Selon les données du document pour l'année 2020, 39 % de la population utilise une eau potable gérée de manière sûre (définie comme une source améliorée accessible sur place, disponible en cas de besoin et exempte de contamination).

69 % de la population a au moins un service d’eau de base (défini comme une source améliorée pour laquelle le temps de collecte ne dépasse pas 30 minutes pour un aller-retour, file d'attente comprise).

Sur cette base, on pourrait dire que « 7 Africains sur 10 disposent de services d'eau potable de base », mais que seulement « 2 Africains sur 5 disposent de services d'eau potable gérés de manière sûre », souligne l’équipe du JMP.

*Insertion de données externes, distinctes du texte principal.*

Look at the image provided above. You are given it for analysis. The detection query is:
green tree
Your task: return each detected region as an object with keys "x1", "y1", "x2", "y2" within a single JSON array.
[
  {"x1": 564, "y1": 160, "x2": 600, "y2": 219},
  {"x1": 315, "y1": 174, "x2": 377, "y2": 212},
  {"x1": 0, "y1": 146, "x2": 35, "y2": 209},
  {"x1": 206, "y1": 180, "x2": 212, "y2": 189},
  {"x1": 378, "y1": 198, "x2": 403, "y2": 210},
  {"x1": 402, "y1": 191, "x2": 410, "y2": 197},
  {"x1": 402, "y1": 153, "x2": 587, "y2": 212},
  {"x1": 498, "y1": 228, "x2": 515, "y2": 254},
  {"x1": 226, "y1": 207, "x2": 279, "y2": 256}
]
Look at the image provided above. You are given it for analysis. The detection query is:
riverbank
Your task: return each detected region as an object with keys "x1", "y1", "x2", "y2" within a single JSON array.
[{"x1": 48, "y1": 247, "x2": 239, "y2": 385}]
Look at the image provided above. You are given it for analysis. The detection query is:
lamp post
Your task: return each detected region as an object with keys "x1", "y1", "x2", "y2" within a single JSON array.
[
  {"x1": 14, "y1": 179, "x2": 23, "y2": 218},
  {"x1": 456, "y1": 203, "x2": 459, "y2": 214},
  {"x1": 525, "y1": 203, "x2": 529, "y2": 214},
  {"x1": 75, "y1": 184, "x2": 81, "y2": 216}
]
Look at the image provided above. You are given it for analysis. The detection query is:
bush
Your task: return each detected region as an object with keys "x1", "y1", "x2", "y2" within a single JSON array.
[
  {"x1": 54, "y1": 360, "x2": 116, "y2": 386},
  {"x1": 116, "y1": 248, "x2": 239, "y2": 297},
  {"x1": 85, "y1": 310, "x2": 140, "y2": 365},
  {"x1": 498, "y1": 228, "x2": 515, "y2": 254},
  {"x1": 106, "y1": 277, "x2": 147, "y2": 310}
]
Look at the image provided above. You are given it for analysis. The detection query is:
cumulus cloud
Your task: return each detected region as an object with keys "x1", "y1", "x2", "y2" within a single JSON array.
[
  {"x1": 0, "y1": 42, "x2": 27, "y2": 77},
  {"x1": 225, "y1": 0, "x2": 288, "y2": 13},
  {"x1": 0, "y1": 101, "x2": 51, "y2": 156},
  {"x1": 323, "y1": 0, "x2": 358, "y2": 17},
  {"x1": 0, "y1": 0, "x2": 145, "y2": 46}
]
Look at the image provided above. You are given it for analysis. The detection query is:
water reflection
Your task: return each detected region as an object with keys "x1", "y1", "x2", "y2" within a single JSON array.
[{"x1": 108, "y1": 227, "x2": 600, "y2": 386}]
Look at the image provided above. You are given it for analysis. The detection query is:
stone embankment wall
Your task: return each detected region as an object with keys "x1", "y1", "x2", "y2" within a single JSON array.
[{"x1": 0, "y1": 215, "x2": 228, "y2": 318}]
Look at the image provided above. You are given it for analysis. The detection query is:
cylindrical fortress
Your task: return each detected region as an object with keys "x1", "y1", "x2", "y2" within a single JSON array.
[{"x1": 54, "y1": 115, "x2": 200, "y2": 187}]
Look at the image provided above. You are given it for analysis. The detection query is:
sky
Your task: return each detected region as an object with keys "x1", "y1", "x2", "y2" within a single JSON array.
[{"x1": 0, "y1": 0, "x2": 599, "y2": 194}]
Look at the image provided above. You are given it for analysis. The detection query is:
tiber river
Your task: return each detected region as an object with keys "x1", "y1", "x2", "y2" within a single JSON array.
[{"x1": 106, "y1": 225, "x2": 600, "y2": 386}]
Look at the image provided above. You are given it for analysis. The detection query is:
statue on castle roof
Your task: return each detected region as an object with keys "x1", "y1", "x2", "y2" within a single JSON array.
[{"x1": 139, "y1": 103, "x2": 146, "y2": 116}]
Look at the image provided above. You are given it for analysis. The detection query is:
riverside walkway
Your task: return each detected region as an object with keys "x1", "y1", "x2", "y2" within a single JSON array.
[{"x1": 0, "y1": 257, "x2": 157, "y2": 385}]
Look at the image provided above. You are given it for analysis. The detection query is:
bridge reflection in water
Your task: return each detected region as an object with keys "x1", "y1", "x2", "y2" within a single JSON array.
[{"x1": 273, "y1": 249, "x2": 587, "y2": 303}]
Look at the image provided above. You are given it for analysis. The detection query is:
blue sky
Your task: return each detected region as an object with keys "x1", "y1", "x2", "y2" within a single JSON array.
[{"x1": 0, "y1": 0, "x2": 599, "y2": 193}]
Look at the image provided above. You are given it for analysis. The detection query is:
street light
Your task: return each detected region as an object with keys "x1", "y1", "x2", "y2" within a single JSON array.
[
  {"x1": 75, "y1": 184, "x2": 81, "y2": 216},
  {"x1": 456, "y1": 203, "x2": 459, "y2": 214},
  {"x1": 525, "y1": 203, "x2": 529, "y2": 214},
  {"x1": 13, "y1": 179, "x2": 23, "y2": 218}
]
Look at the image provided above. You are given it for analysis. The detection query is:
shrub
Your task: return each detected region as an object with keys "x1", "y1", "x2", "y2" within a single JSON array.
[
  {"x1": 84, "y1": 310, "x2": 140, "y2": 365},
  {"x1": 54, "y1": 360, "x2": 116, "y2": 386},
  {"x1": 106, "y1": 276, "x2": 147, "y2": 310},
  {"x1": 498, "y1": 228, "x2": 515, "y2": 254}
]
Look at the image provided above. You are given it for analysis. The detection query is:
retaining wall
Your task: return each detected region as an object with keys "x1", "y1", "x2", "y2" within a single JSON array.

(Note : Le rapport indique que les données qu'il contient sont des estimations pour des besoins de compatibilité et ne sont donc pas nécessairement les statistiques officielles des pays, régions ou territoires concernés qui peuvent utiliser d'autres méthodes rigoureuses).


 

Conclusion : la donnée évoquée par France 24 est caduque et ne porte que sur l'Afrique subsaharienne

La chaîne de télévision française France 24 indique, dans un reportage, que « seulement un Africain sur quatre a accès à l’eau potable », citant les les Nations Unies comme étant la source de la donnée.

Selon UN Water, l’institution qui coordonne les efforts des Nations Unies et des organisations internationales travaillant sur les questions d'eau et d'assainissement, cette statistique date de 2017 et ne concerne que l'Afrique subsaharienne et non le continent africain dans sa globalité.

Le Programme commun OMS/UNICEF de surveillance de l'approvisionnement en eau, de l'assainissement et de l'hygiène (JMP) a publié en 2022 des estimations portant sur toute l'Afrique. Et selon ces données, 39 % de la population, soit environ 2 personnes sur 5, utilise une eau potable gérée de manière sûre (définie comme une source améliorée accessible sur place, disponible en cas de besoin et exempte de contamination).